Origines de l'insigne

Au 8e siècle de notre ère, des dirigeants musulmans furent les premiers à introduire un insigne pour identifier les Juifs et les chrétiens au sein de leurs populations.

Sous la loi de la charia, ceux-ci étaient considérés comme « Peuple du Livre », dont la croyance dans le Dieu d'Abraham précède la fondation de l'Islam. Ils avaient donc le droit de pratiquer librement leur foi en privé, avec la protection de l'État. En retour, ils devaient payer la jizyia (« tribut ») et, pour désigner leur statut, se voyaient souvent obligés de porter une marque distinctive.
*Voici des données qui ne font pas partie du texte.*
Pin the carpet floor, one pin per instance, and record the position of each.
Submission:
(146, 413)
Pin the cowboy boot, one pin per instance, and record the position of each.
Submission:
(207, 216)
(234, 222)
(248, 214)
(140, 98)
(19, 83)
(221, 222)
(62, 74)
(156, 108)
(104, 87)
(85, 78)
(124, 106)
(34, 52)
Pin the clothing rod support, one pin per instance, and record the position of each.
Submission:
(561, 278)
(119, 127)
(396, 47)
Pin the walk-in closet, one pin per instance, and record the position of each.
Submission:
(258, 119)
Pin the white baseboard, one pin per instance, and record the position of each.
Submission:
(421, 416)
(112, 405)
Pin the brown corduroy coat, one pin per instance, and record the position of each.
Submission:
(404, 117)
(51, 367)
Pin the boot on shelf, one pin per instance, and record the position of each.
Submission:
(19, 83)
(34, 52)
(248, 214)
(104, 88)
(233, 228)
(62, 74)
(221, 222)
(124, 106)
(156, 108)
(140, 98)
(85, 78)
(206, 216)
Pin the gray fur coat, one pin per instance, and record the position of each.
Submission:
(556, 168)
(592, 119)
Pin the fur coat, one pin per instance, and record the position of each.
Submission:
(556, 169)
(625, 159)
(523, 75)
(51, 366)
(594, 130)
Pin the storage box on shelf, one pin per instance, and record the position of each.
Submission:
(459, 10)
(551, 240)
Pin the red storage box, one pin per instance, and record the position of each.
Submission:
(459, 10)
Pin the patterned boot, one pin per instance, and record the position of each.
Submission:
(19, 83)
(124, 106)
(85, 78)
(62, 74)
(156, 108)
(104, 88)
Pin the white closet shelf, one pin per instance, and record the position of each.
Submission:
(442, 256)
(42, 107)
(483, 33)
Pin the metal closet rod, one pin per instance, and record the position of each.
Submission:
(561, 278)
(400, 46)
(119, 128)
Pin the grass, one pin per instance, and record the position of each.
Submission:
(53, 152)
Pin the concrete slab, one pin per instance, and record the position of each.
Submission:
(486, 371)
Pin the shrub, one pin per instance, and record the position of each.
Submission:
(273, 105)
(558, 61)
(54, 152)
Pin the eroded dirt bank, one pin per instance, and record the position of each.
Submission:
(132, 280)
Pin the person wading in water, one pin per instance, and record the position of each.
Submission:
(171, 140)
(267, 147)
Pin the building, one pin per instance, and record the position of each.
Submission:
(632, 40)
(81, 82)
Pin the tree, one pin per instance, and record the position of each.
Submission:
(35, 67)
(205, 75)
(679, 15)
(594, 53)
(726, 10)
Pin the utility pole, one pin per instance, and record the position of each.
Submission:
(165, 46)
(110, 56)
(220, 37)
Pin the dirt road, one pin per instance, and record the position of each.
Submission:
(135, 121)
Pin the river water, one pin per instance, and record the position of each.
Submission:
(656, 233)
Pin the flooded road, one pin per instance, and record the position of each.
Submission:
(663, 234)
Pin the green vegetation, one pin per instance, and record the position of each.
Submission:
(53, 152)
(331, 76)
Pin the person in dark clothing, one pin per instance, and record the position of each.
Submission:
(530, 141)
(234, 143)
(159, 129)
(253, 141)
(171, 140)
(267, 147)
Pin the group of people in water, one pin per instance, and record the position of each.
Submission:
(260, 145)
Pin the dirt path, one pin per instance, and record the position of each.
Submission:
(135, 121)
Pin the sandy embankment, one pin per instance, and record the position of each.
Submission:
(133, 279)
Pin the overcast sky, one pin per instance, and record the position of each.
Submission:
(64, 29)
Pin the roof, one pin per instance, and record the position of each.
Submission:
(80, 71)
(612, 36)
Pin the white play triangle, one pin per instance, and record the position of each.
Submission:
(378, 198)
Le genre et le style d'insigne dédié aux Juifs ont varié. Sous le calife Haroun al-Rachid (807 apr. J.-C.), les Juifs de Bagdad devaient porter une ceinture ou une frange de vêtement jaune. Sous al-Mutawakkil (847-861), ils arboraient une pièce de tissu en forme d'âne tandis que celle des chrétiens était en forme de porc. En 1005, on ordonna aux Juifs d'Égypte d'accrocher des cloches à leurs habits.

Il faut noter que sous le califat, ces marques distinctives n'étaient pas nécessairement vues comme punitives. Elles servaient à renforcer le statut de dhimmi (bénéficiant d'une liberté de religion) des Juifs et des chrétiens, leur accordant certains droits et protections, tout en les stigmatisant comme socialement inférieurs aux musulmans.
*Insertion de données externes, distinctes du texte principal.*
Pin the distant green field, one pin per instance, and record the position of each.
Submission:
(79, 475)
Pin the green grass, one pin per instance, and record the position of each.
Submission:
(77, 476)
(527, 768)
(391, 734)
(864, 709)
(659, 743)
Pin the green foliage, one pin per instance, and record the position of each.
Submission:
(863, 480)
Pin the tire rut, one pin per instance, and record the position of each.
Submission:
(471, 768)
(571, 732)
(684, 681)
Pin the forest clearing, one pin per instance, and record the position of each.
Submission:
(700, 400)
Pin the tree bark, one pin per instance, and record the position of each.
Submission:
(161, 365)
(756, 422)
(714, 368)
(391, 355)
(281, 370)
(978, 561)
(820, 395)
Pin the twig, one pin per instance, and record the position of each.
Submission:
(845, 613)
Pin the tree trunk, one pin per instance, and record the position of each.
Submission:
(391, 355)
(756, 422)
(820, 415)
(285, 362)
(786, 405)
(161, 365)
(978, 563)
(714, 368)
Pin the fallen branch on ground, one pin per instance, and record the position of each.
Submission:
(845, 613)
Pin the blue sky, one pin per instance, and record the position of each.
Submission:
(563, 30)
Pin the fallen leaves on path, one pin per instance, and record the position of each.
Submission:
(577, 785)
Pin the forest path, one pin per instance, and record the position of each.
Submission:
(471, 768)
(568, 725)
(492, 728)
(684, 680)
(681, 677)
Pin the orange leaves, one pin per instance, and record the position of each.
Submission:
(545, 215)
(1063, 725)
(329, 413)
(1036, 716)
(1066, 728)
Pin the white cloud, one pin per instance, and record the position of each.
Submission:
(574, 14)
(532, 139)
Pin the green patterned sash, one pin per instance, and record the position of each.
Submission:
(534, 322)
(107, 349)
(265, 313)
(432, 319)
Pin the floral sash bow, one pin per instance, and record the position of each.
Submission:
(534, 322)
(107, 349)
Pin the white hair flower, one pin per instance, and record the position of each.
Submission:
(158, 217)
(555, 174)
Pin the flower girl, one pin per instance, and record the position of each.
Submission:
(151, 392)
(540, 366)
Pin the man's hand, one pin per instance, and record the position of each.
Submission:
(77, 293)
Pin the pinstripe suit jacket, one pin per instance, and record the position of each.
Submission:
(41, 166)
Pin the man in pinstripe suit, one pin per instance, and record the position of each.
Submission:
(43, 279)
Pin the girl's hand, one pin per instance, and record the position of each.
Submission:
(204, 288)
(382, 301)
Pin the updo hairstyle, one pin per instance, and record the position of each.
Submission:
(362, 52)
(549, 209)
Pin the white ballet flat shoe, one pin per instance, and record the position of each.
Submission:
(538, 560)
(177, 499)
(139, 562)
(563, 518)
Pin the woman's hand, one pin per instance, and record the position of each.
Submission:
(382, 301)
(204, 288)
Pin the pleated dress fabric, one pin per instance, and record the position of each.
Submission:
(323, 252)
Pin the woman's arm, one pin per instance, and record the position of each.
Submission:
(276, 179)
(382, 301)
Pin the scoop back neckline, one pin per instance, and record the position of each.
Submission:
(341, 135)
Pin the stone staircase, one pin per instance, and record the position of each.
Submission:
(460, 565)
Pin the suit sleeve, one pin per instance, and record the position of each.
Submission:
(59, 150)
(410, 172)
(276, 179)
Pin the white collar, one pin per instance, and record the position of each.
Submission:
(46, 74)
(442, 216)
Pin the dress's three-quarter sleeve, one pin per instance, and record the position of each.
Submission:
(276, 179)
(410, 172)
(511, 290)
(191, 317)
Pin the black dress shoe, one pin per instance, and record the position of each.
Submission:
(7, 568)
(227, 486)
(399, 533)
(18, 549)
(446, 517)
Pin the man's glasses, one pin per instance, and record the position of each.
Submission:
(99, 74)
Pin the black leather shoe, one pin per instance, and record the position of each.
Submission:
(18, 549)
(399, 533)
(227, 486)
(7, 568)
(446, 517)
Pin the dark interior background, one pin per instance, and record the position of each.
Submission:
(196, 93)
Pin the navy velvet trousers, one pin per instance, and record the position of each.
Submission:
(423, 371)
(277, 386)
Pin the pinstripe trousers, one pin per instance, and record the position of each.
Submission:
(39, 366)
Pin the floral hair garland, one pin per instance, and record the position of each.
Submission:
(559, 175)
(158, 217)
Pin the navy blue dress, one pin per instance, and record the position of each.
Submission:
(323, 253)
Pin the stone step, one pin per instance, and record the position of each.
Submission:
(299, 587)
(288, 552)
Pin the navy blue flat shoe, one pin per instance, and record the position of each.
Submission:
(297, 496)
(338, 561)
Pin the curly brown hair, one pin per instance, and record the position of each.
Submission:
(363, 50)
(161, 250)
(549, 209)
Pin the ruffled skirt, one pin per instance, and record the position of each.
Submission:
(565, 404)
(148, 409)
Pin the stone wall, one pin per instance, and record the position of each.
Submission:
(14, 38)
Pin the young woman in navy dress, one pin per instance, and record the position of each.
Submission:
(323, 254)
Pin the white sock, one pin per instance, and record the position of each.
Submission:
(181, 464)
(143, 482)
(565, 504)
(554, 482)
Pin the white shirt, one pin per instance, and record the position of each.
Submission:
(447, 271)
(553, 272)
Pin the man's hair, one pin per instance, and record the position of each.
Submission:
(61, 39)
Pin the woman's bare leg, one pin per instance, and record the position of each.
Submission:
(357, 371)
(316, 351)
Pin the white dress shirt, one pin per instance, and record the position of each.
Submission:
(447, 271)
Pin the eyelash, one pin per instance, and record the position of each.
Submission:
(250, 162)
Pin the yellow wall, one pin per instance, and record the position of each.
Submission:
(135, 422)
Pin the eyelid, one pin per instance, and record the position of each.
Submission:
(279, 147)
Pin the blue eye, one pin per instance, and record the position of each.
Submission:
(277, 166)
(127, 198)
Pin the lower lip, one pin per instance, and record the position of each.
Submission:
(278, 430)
Marques d'identifications au cours du Moyen Âge

Les rois et papes européens à l'époque médiévale poursuivirent ces pratiques obligeant les Juifs à se différencier par leurs vêtements ou un signe distinctif.

Le 11 novembre 1215 à Rome, le pape Innocent III convoqua le quatrième concile de Latran (ou Latran IV), l'un des plus importants conciles œcuméniques jamais assemblés. Il y fut décrété que les Juifs et les musulmans devaient porter des signes ou des vêtements permettant de les identifier à tout moment et de les différencier des chrétiens. Dernière étape dans une série de mesures ecclésiastiques visant à entraver les relations sociales entre Juifs et chrétiens, le canon 68 posa les bases du port d'un « insigne juif » dans les royaumes de la chrétienté.
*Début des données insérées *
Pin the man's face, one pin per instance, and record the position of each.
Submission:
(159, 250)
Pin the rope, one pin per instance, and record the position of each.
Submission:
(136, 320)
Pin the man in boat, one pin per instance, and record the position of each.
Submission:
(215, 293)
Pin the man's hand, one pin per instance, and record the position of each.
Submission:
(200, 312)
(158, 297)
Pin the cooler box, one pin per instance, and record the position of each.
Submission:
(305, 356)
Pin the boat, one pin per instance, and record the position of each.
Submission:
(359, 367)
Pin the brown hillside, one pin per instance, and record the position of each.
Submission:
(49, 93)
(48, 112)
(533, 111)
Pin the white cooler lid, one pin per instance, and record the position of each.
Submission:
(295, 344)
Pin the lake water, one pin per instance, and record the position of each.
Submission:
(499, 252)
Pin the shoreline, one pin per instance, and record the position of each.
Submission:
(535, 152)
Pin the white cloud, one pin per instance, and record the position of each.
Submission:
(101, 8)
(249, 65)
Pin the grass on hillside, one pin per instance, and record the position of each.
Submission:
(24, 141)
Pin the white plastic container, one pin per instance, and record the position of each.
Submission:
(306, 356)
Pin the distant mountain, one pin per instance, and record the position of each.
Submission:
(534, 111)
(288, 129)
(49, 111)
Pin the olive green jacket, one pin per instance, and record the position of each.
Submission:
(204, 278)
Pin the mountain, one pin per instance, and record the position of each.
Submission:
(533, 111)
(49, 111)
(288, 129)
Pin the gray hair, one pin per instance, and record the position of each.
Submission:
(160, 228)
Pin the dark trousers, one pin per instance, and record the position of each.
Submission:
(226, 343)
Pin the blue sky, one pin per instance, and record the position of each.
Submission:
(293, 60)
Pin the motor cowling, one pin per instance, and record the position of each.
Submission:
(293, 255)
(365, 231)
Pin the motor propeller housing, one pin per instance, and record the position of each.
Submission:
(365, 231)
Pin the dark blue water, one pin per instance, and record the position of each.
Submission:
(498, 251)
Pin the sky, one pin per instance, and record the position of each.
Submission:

C'est en Angleterre que l'ordre papal connut le plus grand succès. En 1217, le roi Henri III ordonna aux hommes juifs de porter un insigne visible sur leurs vêtements. En 1275, Édouard I en spécifia la couleur et la taille. Tout juif de plus de 7 ans devait porter une pièce de taffetas jaune mesurant six doigts de long et trois de large, fixé sur le côté gauche de leur habit extérieur.

Toujours en Angleterre, l'insigne prit également la forme de Tables de la loi, en référence aux dix commandements et vues comme un symbole de l'Ancien Testament. À partir de 1217, dans les territoires français, les autorités décrétèrent l'obligation pour les Juifs de porter une rouelle rouge et jaune en feutre sur le devant et dans le dos. Cependant, en Espagne et en Italie, le port d'insignes distinctifs, en général un cercle jaune, ne fut imposé que sporadiquement. Dans l'Europe germanique, le Judenhut (chapeau juif), une coiffe en forme de cône pointu, était obligatoire. On le retrouve souvent dans la littérature médiévale.

Jusqu'en 1500, le port du « chapeau juif » se fit de moins en moins visible en Europe de l'Ouest, remplacé par un insigne jaune qui devint plus commun. Celui-ci disparut avec la Révolution française au 18siècle et l'émancipation juive au siècle suivant.

Il faut noter que l'insigne ne représentait que rarement l'étoile de David, si ostentatoire à l'époque nazie.